However, figures 6.11 and 6.10 both show that modifying the openness of the face’s mouth or the eyes are the two operations that least increase the face-frame variation.
Another interesting result illustrated in 6.13 is that all the tested operations have a linear impact on the face-frame variation.
![Refer to caption](extracted/5701174/02_Images/graph_age.png)
![Refer to caption](extracted/5701174/02_Images/graph_gender.png)
![Refer to caption](extracted/5701174/02_Images/graph_vertical.png)
![Refer to caption](extracted/5701174/02_Images/graph_horizontal.png)
![Refer to caption](extracted/5701174/02_Images/graph_eyesopen.png)
![Refer to caption](extracted/5701174/02_Images/graph_mouthopen.png)
![Refer to caption](extracted/5701174/02_Images/graph_smile.png)

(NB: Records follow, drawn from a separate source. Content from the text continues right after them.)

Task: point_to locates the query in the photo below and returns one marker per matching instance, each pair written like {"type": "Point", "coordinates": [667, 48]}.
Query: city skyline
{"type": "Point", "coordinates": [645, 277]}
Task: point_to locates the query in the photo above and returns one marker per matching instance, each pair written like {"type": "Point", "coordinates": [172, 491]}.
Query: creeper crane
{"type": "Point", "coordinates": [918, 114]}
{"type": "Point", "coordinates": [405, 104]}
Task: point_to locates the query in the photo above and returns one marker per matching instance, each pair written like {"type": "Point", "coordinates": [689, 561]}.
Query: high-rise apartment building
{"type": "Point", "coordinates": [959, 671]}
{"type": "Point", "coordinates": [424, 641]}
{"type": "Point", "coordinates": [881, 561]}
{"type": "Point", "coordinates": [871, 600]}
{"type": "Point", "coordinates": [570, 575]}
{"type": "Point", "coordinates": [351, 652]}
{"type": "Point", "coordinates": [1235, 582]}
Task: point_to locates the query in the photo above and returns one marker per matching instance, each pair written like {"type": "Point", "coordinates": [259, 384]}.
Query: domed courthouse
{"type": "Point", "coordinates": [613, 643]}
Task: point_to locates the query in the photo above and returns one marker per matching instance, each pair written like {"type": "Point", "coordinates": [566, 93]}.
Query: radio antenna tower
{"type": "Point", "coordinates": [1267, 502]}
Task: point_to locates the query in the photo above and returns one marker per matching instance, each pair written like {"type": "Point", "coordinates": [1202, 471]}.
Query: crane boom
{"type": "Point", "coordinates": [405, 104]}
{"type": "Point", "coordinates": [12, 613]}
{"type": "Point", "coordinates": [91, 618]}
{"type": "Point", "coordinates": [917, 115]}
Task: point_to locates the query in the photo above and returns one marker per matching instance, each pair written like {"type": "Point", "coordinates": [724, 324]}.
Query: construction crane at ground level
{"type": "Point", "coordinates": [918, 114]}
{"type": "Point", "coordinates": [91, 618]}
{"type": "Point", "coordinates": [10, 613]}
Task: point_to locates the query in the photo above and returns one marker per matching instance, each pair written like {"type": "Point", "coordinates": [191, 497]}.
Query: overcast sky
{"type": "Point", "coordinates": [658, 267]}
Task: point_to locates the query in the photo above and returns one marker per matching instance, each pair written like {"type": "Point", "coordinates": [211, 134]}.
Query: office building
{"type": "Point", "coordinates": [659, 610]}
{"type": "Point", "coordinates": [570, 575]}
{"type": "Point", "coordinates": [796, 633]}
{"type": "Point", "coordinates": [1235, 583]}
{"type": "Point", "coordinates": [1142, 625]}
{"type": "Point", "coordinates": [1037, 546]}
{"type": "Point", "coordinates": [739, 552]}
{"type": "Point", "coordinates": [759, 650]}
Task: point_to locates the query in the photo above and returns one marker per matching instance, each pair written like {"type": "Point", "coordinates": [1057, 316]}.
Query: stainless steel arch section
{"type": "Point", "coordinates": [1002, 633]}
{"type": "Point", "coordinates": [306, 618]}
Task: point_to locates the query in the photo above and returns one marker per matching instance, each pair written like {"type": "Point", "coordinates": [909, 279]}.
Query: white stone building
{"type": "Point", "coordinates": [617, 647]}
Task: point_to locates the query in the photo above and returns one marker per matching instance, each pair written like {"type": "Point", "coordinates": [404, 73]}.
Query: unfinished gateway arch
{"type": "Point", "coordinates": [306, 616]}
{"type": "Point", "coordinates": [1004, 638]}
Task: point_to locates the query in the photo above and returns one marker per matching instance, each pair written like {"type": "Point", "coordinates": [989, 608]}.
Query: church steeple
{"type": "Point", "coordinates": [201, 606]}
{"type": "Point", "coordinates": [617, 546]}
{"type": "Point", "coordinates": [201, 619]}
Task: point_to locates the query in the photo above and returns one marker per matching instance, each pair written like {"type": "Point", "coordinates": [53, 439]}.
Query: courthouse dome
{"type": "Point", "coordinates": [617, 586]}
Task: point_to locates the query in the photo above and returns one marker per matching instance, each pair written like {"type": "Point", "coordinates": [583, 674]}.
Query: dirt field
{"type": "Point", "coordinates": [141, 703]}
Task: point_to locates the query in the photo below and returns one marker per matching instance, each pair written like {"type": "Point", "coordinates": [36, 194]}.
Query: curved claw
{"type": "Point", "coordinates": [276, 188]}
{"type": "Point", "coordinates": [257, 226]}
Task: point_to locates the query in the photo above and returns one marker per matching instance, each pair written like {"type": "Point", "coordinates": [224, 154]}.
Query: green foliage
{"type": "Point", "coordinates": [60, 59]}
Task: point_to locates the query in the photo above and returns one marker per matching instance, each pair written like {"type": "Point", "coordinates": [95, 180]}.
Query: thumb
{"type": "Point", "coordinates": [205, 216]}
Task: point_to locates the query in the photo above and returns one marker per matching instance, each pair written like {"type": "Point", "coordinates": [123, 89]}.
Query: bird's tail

![Refer to caption](extracted/5701174/02_Images/graph_means.png)
Conclusion
In this work, we have explored how different operations in StyleGAN2’s latent space affect the face-frame of the resulting facial image. We have also studied how StyleGAN2’s image projection affects the face-frame of the original image and we proposed an algorithm to reduce this variation when projecting an image as much as possible.
This algorithm can be useful when trying to project a target image generating a new one which is not only similar to the original one in terms of facial characteristics, but it also keeps most the facial frame as much as possible.
Besides that, the exploration of the latent space can be useful to understand some underlying aspects of this generative model and the interpretable latent directions. The face-frame variation seems to increase with the magnitude of the movement through any of the studied directions in a linear way. However, the rate of such variation is different for each direction. For example, mouth-open and eyes-open directions presented the least variation while the horizontal and vertical face orientation, age and gender presented the greater variation, which is somewhat expected as the face-frame is different depending on the face’s orientation and as the face have different characteristics depending on the age or gender, which may include parts that define its frame.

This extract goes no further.